Those who resist American technopoly are people -
who pay no attention to a poll unless they know what questions were asked and why;
who refuse to accept efficiency as the pre-eminent goal of human relations;
who have freed themselves from the belief in the magical power of numbers, do not regard calculation as an adequate substitute for judgment, or precision as an synonym for truth;
who refuse to allow psychology or any "social science" to pre-empt the language and thought of common sense;
who are, at least, suspicious of the idea of progress, and who do not confuse information with understanding;
who do not regard the aged as irrelevant;
who take seriously the meaning of family loyalty and honour, and who, when they "reach out and touch someone" expect that person to be in the same room;
who take the great narratives of religion seriously and who do not believe science is the only system of thought capable of producing truth;
who know the difference between the sacred and the profane, and who do not wink at tradition for modernity's sake;
who admire technological ingenuity but do not think it represents the highest possible form of human achievement.
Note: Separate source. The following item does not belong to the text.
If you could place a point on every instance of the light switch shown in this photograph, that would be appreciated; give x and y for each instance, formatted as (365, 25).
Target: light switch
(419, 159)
A resistance fighter understands that technology must never be accepted as part of the natural order of things, that every technology - from an IQ test to an automobile to a television set to a computer - is a product of a particular economic and political context and carries with it a program, an agenda, and a philosophy that may or may not be life-enhancing and that therefore require scrutiny, criticism and control. In short, a technological resistance fighter maintains an epistemological and psychic distance from any technology, so that it always appears somewhat strange, never inevitable, never natural.